“Als ik zing over een meisje op een rood fietsje, wil ik dat meisje op dat rode fietsje voorbij zien fietsen. Maar de laatste tijd zie ik haar niet meer. Ik zing wel over haar, maar ik doe álsof ik haar zie fietsen.” Jaren geleden hoorde ik dit iemand zeggen. Ik meen dat het Herman van Veen was, maar het kan net zo goed Freek de Jonge zijn geweest en een jongetje op een blauwe step. Maar wat hij zei raakte me en met spijt moest ik mezelf bekennen dat mij dat veel te bekend voor kwam. Mijn gitaar en ik zingen wat af en de keren dat ik het spreekwoordelijke meisje heb zien fietsten zijn zeldzaam. Die momenten zijn puur en echt.
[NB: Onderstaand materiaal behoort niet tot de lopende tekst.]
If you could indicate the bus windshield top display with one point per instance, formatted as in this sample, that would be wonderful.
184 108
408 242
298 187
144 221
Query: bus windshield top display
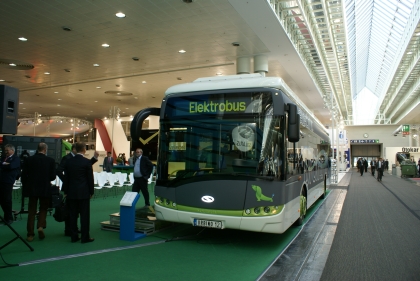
217 104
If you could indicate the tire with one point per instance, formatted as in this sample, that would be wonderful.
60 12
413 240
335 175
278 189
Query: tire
324 195
302 212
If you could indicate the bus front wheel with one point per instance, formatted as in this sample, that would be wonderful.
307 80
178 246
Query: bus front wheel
302 210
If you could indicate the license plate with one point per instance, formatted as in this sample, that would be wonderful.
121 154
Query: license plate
206 223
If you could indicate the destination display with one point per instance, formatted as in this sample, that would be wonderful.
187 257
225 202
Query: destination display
364 141
217 104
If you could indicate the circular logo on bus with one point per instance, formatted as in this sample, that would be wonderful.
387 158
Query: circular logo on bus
207 199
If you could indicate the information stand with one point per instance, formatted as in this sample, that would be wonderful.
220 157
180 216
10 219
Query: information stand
128 217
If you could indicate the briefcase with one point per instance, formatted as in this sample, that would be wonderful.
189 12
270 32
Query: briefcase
56 196
61 212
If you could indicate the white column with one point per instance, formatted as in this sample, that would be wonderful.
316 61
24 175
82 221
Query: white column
261 64
243 65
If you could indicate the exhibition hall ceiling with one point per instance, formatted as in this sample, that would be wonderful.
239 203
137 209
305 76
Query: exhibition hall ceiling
78 58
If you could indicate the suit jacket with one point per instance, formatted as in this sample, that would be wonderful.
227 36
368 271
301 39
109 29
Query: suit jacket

Zo is het met zoveel. En bij mij ook zo vaak met het geloof. De liederen die we zingen in de kerk, die zo bekend zijn en vaak ook zo mooi zijn, zing ik mee. Maar hoe vaak wel niet op de automatische piloot. Veelal zijn het de woorden die gezongen geworden, maar dringt het besef van de prachtige betekenis ervan nauwelijks door. Ik durf te zeggen dat als ik op die manier meezing met de bedoeling God te eren, eigenlijk meer doe álsof ik God eer.
Op de bijbelkring kwam de twijfel en de zoektocht binnen het geloof van een mede-kringer ter sprake. Twijfel is geen mens vreemd en iedereen in de kamer had dan ook de meest hartelijke en goed bedoelde adviezen klaarliggen. Eén voor één werden deze op hem afgevuurd, gelaten liet hij de woordenstroom over zich heen komen. De bezorgdheid, het meeleven, het advies, het werd gewaardeerd, maar na de zoveelste bekende woorden zei hij: “Ik weet het. Precies deze woorden heb ik zelf ook zo vaak tegen andere twijfelaars gezegd. Sterker nog, als er morgen iemand met twijfel naar mij toe komt, zal ik hetzelfde zeggen.” Hij weet dat er Eén God is om in te geloven, hij weet dat God de Enige is die hoop geeft en dat het leven zonder Schepper zinloos is.
Hij wil enkel voorkomen dat hij de rest van zijn leven vertéld over hoe mooi dat meisje op haar rode fiets de straten doorkruist. Hij wil haar weer zíen fietsen.